Pamela Hanigan and Rachel Gelder, founders of Lancashire Dyslexia Information Guidance and Support (LDIGS), explain how teachers and SENDCos can assess children’s post-lockdown reading development to give the best support to their learning back in the classroom
The blended learning which occurred during the last lockdown has caused challenges for all children, whether working from home or learning in school. When it comes to developing language skills and reading, informal learning around communication and enjoying stories is crucial and children have had a wide variety of experiences.
In its report on the impact of the pandemic, the National Literacy Trust highlighted that children from disadvantaged backgrounds were less likely to be read to at home. Additionally, other challenges could have made it more difficult for parents to support the development of their children’s communication and language skills. Positively, the National Literacy Trust research discovered that just over a third of children read more during lockdown.
COVID-19 and national lockdowns impacted all learners in many ways. How can teachers identify and overcome the difficulties which have emerged? The question to ask, is how educators can find the spark that ignites a love of reading so that children develop this life-enhancing skill and their overall learning? A few simple principles will help create an environment in which children can learn, improve, and succeed.
So, what are they?
Establish a Baseline
Never underestimate the value of educators’ deep understanding of the children they teach. This must be combined with assessment tools to identify where children are in their reading. Care must be taken to appreciate that the needs of those who benefitted from high levels of parental support are as great as those who have fallen behind.

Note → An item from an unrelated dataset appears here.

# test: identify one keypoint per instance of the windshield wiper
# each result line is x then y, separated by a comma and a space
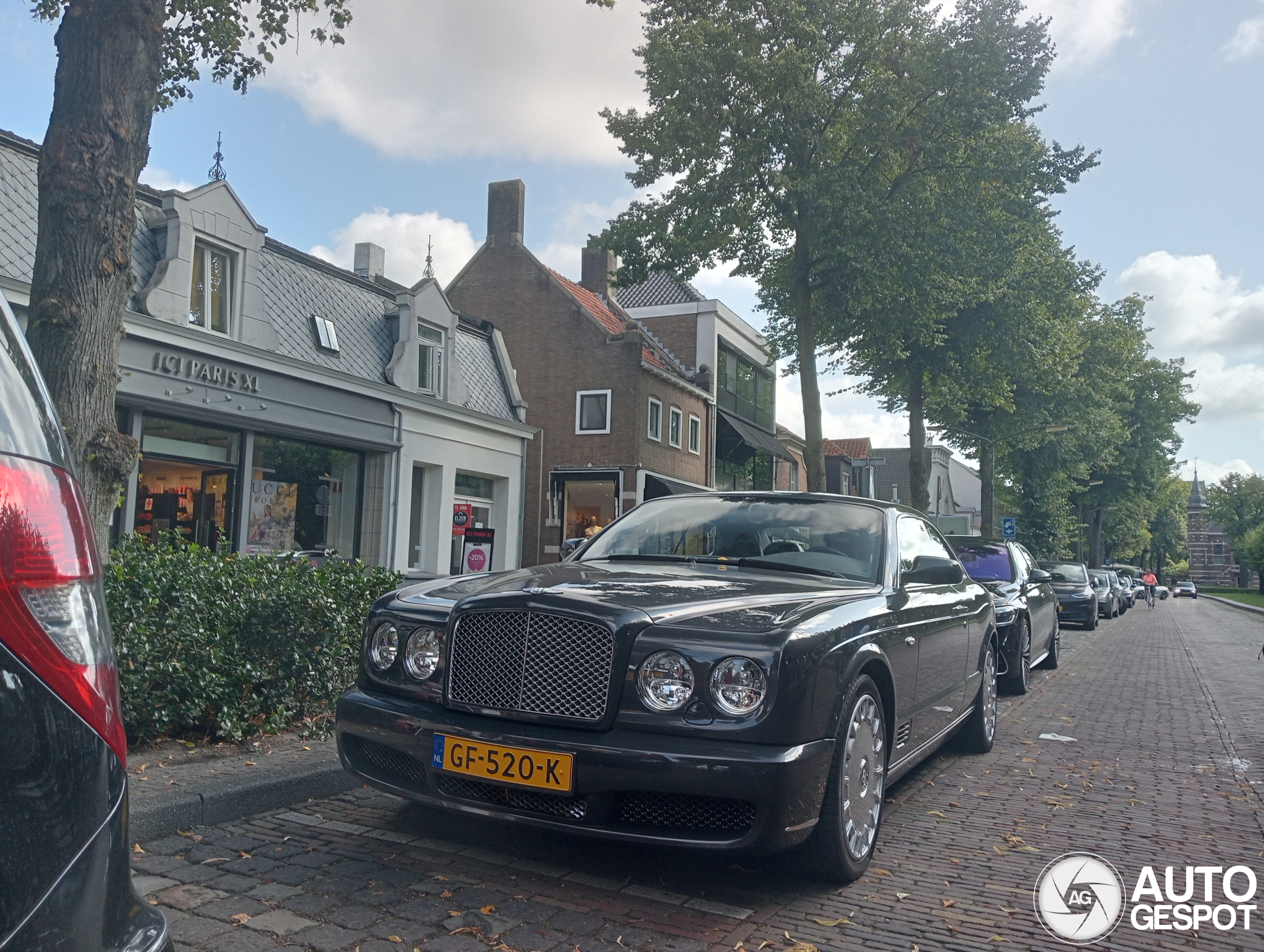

It is important that assessments to establish a child’s baseline are quick, simple, and easy to use. Many schools are using the Lexplore Analytics AI screener, which tracks children’s eye movements when reading, this saves time and is easy to administer.
It is widely accepted that the emotional well-being of children is paramount in supporting successful learning.
Studies highlight the critical impact that the pandemic has upon a wide range of people across society, including children. The government has introduced ‘Psychological First Aid Training’ for all those working with children and young people affected by the pandemic (Psychological First Aid). Other resources to support schools develop well-being toolkits include TTS’s booklet (Wellbeing Collection).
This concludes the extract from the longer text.